CENTRE GEORGES-POMPIDOU

Audio File length: 2.36
Author: STEFANO ZUFFI E DAVIDE TORTORELLA
English / USA Language: English / USA

The Centre Georges-Pompidou is one of the most futuristic places in Paris!

The center you are facing owes its name to the President of the Republic who promoted the creation, but it's also known as "Beaubourg", which is the name of the square in which it is located. Located in the heart of the lively Marais district, it is the city's main cultural center where you can visit one of the largest European collections of modern art. The building was completed in 1977 and generated perplexity and criticism for its innovative choice of having placed its structural elements, which are usually hidden from sight, on the exterior. Electric cables, ventilation outlets that look like funnels on transatlantic ships, tubes, and pipes have been brought to the building's exterior and form a colored cage around the inner rooms, making you think of a giant Lego or Meccano construction. The escalators are red and connect the six tall floors as well as the four underground levels. The blue elements are the ventilation outlets, the yellow are the electric circuits, and the green are the water pipes.

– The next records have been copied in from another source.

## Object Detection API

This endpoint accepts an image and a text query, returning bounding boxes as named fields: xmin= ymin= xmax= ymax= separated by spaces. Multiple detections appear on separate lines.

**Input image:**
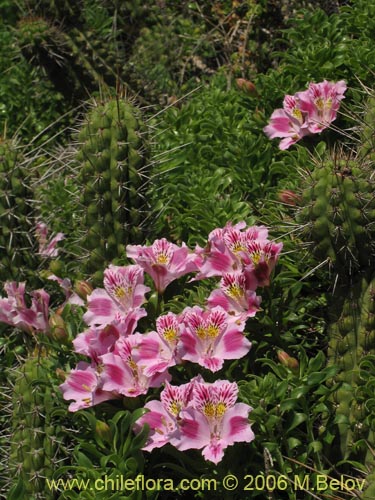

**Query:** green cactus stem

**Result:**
xmin=7 ymin=350 xmax=59 ymax=500
xmin=77 ymin=98 xmax=148 ymax=279
xmin=0 ymin=138 xmax=37 ymax=282
xmin=297 ymin=150 xmax=375 ymax=283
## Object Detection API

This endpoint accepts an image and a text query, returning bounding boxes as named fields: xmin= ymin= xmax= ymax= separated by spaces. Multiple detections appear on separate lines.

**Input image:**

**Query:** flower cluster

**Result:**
xmin=0 ymin=282 xmax=50 ymax=333
xmin=264 ymin=80 xmax=346 ymax=149
xmin=137 ymin=377 xmax=254 ymax=464
xmin=57 ymin=222 xmax=282 ymax=463
xmin=0 ymin=222 xmax=282 ymax=463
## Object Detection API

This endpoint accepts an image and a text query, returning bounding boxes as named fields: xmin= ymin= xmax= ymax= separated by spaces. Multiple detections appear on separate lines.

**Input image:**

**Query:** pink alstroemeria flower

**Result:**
xmin=60 ymin=361 xmax=118 ymax=412
xmin=0 ymin=281 xmax=50 ymax=333
xmin=244 ymin=241 xmax=283 ymax=287
xmin=193 ymin=221 xmax=268 ymax=281
xmin=195 ymin=222 xmax=282 ymax=291
xmin=126 ymin=238 xmax=197 ymax=293
xmin=177 ymin=380 xmax=254 ymax=464
xmin=73 ymin=325 xmax=120 ymax=365
xmin=83 ymin=264 xmax=150 ymax=331
xmin=134 ymin=378 xmax=200 ymax=451
xmin=35 ymin=222 xmax=65 ymax=258
xmin=100 ymin=333 xmax=171 ymax=397
xmin=207 ymin=273 xmax=262 ymax=320
xmin=263 ymin=95 xmax=309 ymax=149
xmin=180 ymin=306 xmax=251 ymax=372
xmin=263 ymin=80 xmax=347 ymax=149
xmin=138 ymin=312 xmax=182 ymax=376
xmin=296 ymin=80 xmax=347 ymax=134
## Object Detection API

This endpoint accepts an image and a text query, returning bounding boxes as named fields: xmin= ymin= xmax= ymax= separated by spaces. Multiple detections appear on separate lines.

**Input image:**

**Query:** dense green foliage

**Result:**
xmin=0 ymin=0 xmax=375 ymax=500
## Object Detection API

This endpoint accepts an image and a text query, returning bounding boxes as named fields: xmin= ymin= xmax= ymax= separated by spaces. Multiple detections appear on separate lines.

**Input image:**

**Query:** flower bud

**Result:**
xmin=56 ymin=368 xmax=67 ymax=382
xmin=236 ymin=78 xmax=258 ymax=97
xmin=74 ymin=281 xmax=93 ymax=300
xmin=95 ymin=420 xmax=112 ymax=443
xmin=277 ymin=351 xmax=299 ymax=373
xmin=48 ymin=313 xmax=68 ymax=342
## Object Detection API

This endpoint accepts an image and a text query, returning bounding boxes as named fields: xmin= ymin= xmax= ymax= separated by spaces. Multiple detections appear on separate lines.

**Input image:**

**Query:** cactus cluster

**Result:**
xmin=297 ymin=150 xmax=375 ymax=281
xmin=7 ymin=351 xmax=59 ymax=500
xmin=16 ymin=1 xmax=124 ymax=102
xmin=296 ymin=97 xmax=375 ymax=466
xmin=0 ymin=138 xmax=37 ymax=282
xmin=328 ymin=278 xmax=375 ymax=464
xmin=77 ymin=98 xmax=148 ymax=279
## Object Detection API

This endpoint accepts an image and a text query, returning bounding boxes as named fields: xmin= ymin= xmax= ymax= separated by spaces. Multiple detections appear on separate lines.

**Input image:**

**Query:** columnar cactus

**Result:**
xmin=328 ymin=278 xmax=375 ymax=463
xmin=77 ymin=98 xmax=147 ymax=279
xmin=0 ymin=138 xmax=37 ymax=282
xmin=296 ymin=136 xmax=375 ymax=462
xmin=297 ymin=151 xmax=375 ymax=283
xmin=7 ymin=351 xmax=59 ymax=500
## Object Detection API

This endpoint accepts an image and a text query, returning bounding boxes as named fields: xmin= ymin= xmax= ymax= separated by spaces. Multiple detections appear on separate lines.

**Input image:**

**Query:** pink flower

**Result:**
xmin=181 ymin=306 xmax=251 ymax=372
xmin=296 ymin=80 xmax=347 ymax=134
xmin=177 ymin=380 xmax=254 ymax=464
xmin=244 ymin=241 xmax=283 ymax=286
xmin=35 ymin=222 xmax=65 ymax=257
xmin=138 ymin=312 xmax=182 ymax=376
xmin=263 ymin=106 xmax=309 ymax=149
xmin=126 ymin=238 xmax=197 ymax=293
xmin=60 ymin=361 xmax=117 ymax=411
xmin=73 ymin=325 xmax=120 ymax=365
xmin=195 ymin=222 xmax=282 ymax=290
xmin=135 ymin=379 xmax=196 ymax=451
xmin=83 ymin=264 xmax=150 ymax=331
xmin=207 ymin=273 xmax=261 ymax=320
xmin=0 ymin=281 xmax=50 ymax=333
xmin=100 ymin=333 xmax=170 ymax=397
xmin=263 ymin=80 xmax=346 ymax=149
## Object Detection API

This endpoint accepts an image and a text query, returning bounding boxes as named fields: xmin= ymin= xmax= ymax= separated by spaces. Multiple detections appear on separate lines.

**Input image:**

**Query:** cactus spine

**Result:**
xmin=0 ymin=138 xmax=37 ymax=281
xmin=297 ymin=99 xmax=375 ymax=466
xmin=7 ymin=351 xmax=57 ymax=500
xmin=77 ymin=94 xmax=147 ymax=279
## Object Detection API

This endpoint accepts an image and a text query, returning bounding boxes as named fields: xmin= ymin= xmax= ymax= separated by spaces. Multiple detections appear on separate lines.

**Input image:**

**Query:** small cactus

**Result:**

Twenty years after its opening, the Beaubourg was closed for over two years for radical interior renovations that had been made necessary by the extraordinary and unexpected number of visitors. To give you an idea, just think that when it was built it was estimated that the building would host about 5,000 people a day, but the actual average turnout was around 25,000!

Intentionally overly large compared to the dense surrounding neighborhood of medieval origin, Beaubourg dominates a vast square that has now become a type of court of Neo-medieval miracles, where you can find everything from street artists, to tour groups, to junk vendors, to art experts on their way to the well-stocked library.

 

FUN FACT: one of the Beaubourg's attractions that won't fail to impress you is the imaginative Stravinsky Fountain by the sculptors Niki de Saint Phalle and Jean Tinguely, with 16 different robots that are related to the compositions of Russian musician Igor Stravinsky.